The start point of Listed FX Futures and Options is that these products are listed in an exchange order book, so they start from a position of trading in an all-to-all anonymous environment, where all members access the same price, regardless of who they are or what their driver for the trade is. Here credit and liquidity separation has always been part of the exchange proposition, with CCP central clearing and exchange membership for trading access being distinct roles and activities.
But until now those benefits alone have not been enough to break the volume ceiling on FX Futures products. So even with no credit or relationship constraints - an exchange order book with single, visible top of book and firm no last look liquidity (which is of course great for price discovery), suffers the flip side of firm liquidity in that the book only contains what is truly available and executable, so if you are looking for depth in an order you cannot break up, then an exchange order book might not always be the perfect route to get every trade you need, done.
While some brokers have provided off-exchange pricing for FX Futures trades in size, it is only now with 360T offering the first multi-dealer off-exchange FX Futures liquidity pool, that users can enjoy using familiar OTC execution models for their FX Futures activity, literally running this alongside their OTC activity.
As CCP Central Clearing still provides the credit layer on Futures executed this way, once you get access to the products you have a credit model enabling liquidity providers and liquidity consumers to form trading relationships that are entirely liquidity focused, rather than having to consider and constrain and manage all of the credit and operational issues inherent with OTC relationships.
Couple this with innovative new FX Futures products – such as the Eurex Rolling Spot Futures product that is a synthetic equivalent of the OTC spot market, albeit cleared in a futures wrapper, rather than rigidly sticking to third Wednesday Futures IMM deliveries, and it is evident that Futures liquidity is now additional pools of activity you should be considering, and indeed exploiting to meet your FX trading requirements.
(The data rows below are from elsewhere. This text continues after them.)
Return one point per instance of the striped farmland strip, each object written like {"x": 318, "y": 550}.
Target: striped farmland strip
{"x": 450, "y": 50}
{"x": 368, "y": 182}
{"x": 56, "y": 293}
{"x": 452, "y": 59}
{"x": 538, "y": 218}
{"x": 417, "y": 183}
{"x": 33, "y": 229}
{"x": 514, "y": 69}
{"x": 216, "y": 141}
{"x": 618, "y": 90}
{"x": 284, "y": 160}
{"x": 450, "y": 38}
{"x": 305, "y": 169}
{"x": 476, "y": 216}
There are of course many other benefits of CCP central clearing, but beyond asset protection against counterparty default, the first may be to consider how you could exploit the multilateral netting that CCPs give when you face a single counterpart for all of your activity in these products. You can net and optimise your position/ activity, so don’t have to fund or margin multiple lines, or maintain legal and operational agreements and processes with each trading counterpart you have. This will of course become increasingly important as the next and final waves of UMR (Uncleared Margin Rules) kick in over the next 18 months, and more counterparties face mandated margin requirements.
For those arguing that multilateral netting is already available by using FXPB. Yes of course it is, but as the Eurex & Oliver Wyman model illustrating the regulatory costs of transacting bilateral OTC or cleared exchange traded derivatives consistently shows, the use of Futures can lead to a mutual cost benefit for both bank liquidity providers and their liquidity taking clients. While the base case for this is circa 600 USD per million saved in the transaction, the model shows the overall calculation is complex, so we tend to work through specific scenarios with clients to generate their bespoke illustration.
Of course, this doesn’t change the fact that a bilateral OTC FX transaction, or a Prime Broker facilitated trade may still sometimes be the best route to take. But when you have the ability to decide whether to use Listed or OTC FX, with an all-to-all anonymous or bilateral and disclosed model, you know you are armed to navigate the multiple pools of activity you need to consider in order to get the best outcome for each trade you need to do.